Users follow a series of chimes that indicate inhalations and exhalations to decrease the speed of breathing from a typical frequency of 16 to 19 breaths per minute to 10 or less. Clinical trials found blood pressure drops of 10 to 15 points for people who used the device for 15 minutes every day for 2 months.

Dr. William J. Elliot, who led part of the research, was surprised by the magnitude of the impact of slow breathing on blood pressure, although no one can explain why it works. It's "still a bit of a black box," he says.

The strong price tag of health?

It has been more than a decade since the FDA approved the RESPONSE, but many still do not know the connection between slow breathing and blood pressure. Part of the problem may be the high cost of the main slow breathing devices. But the fact is that you do not need to spend money to slow down your breathing and improve your health.

Simply by concentrating on his breathing, he directs the energy to the parasympathetic nervous system, says Ardito.
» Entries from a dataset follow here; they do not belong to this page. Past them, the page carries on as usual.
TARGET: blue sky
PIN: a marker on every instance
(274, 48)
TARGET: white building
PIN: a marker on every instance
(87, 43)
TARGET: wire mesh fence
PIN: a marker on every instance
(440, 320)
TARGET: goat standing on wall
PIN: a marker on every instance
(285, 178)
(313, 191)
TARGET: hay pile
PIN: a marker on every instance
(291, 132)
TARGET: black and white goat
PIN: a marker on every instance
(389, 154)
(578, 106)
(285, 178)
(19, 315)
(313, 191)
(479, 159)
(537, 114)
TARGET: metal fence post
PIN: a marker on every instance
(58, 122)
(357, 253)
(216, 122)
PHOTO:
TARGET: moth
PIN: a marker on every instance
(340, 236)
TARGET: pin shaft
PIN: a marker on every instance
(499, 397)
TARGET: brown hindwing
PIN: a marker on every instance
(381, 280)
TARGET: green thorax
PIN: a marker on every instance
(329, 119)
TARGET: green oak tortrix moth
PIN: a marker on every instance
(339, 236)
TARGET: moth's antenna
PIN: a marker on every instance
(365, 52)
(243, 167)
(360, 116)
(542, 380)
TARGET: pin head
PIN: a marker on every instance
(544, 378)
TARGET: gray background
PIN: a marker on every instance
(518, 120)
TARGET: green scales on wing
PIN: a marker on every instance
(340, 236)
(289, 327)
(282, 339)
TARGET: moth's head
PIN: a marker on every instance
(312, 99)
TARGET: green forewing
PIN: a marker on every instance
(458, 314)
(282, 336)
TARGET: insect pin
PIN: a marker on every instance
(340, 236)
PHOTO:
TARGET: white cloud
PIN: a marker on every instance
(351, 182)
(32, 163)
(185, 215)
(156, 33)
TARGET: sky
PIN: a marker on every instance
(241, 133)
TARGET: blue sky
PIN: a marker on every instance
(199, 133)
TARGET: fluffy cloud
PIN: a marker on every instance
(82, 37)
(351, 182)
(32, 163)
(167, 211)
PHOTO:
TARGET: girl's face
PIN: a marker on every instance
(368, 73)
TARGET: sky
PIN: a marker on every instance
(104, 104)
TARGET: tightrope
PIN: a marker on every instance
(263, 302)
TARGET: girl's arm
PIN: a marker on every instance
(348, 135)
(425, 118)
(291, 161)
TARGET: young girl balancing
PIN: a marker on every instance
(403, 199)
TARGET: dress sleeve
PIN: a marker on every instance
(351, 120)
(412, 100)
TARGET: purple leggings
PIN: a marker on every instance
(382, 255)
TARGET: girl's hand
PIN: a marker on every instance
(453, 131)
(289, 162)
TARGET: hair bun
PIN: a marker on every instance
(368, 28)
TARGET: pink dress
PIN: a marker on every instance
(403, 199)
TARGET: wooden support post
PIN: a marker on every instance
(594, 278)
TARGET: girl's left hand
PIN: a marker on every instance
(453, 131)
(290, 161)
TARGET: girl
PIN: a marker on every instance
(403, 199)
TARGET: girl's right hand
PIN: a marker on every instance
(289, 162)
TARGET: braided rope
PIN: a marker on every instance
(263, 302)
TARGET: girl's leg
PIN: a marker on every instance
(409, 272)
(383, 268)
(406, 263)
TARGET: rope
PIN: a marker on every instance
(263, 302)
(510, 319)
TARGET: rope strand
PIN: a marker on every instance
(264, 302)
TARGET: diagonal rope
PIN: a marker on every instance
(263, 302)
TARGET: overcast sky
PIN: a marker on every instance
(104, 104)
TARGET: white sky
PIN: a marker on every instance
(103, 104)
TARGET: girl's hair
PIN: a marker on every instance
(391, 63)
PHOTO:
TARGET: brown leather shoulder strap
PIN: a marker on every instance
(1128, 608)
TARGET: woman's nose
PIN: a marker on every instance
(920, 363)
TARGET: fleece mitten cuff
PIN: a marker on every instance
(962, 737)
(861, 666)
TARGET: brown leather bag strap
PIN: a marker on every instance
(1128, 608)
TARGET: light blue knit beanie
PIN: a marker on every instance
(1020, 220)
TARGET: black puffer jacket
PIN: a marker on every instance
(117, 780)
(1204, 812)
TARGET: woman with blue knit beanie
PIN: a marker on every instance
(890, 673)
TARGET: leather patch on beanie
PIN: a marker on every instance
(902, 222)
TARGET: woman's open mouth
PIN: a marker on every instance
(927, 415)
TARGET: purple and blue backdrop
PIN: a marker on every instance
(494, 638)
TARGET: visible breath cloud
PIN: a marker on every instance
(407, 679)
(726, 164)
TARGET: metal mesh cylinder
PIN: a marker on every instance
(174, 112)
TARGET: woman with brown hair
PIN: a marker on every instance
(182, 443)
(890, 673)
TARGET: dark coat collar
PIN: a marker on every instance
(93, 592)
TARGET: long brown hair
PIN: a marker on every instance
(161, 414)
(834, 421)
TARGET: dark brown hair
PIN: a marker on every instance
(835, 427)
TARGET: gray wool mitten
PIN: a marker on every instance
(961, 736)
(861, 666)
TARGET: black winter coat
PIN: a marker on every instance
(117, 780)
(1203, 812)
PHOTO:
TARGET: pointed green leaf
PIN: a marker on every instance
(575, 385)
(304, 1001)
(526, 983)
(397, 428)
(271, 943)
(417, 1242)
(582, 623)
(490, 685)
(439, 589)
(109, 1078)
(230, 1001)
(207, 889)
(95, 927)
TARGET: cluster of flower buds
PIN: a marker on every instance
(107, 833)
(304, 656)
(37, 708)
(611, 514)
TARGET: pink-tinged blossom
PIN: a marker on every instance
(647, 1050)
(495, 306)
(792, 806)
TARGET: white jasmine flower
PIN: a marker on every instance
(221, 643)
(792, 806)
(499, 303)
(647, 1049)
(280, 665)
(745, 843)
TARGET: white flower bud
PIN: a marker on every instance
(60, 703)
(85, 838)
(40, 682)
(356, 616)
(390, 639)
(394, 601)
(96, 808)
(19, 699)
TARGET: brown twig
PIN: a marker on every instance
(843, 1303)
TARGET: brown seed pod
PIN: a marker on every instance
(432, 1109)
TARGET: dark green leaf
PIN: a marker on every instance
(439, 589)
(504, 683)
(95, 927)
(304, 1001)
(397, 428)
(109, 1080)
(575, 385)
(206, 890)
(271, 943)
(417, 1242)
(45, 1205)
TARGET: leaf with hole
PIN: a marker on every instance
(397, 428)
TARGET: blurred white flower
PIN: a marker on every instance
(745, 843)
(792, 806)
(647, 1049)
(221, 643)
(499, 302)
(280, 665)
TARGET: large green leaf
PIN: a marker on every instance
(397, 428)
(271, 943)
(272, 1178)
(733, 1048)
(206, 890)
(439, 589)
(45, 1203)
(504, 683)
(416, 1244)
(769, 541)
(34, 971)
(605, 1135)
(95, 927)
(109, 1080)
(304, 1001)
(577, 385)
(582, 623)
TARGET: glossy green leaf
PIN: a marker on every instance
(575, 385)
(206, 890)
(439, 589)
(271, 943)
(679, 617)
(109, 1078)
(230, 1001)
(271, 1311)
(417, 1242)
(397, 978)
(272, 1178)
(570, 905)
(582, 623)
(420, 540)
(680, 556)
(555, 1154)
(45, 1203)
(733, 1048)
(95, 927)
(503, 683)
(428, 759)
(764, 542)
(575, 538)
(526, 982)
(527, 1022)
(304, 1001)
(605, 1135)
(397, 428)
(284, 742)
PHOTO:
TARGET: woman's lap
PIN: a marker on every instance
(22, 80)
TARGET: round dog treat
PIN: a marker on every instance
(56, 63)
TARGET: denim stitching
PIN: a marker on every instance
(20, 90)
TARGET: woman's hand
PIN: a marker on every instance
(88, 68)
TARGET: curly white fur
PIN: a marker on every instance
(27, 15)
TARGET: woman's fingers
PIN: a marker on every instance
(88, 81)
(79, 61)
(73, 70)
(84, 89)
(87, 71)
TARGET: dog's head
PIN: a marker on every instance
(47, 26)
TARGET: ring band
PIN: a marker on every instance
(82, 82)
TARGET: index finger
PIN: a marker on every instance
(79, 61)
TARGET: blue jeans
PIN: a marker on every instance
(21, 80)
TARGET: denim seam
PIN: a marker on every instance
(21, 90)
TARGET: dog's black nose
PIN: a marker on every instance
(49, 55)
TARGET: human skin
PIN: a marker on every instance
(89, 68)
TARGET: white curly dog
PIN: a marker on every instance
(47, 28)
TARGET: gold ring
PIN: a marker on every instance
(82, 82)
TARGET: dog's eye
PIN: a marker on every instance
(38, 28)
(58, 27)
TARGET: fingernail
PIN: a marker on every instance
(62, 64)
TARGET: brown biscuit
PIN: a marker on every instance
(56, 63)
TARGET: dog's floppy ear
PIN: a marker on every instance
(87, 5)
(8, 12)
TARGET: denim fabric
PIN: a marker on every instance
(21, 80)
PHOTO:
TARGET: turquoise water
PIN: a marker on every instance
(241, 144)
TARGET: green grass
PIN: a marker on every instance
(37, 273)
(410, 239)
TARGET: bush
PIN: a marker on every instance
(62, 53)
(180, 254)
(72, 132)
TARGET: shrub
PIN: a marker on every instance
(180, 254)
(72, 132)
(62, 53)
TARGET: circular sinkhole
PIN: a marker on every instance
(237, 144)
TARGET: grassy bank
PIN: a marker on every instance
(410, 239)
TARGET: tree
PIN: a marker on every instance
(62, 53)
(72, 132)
You send your whole body to a state of "relaxation and reception".

Do not count your breaths

To get the best results, experts say you should never count your breathing or watch the clock. Counting or tracking time prevents relaxation, which is key to the benefits of slow breathing. Instead of a stopwatch or a stopwatch, some experts suggest using music as a regulator. Select a song (or a set of songs) with a slow and regular rhythm, and allow your breath to automatically adjust to the rhythm.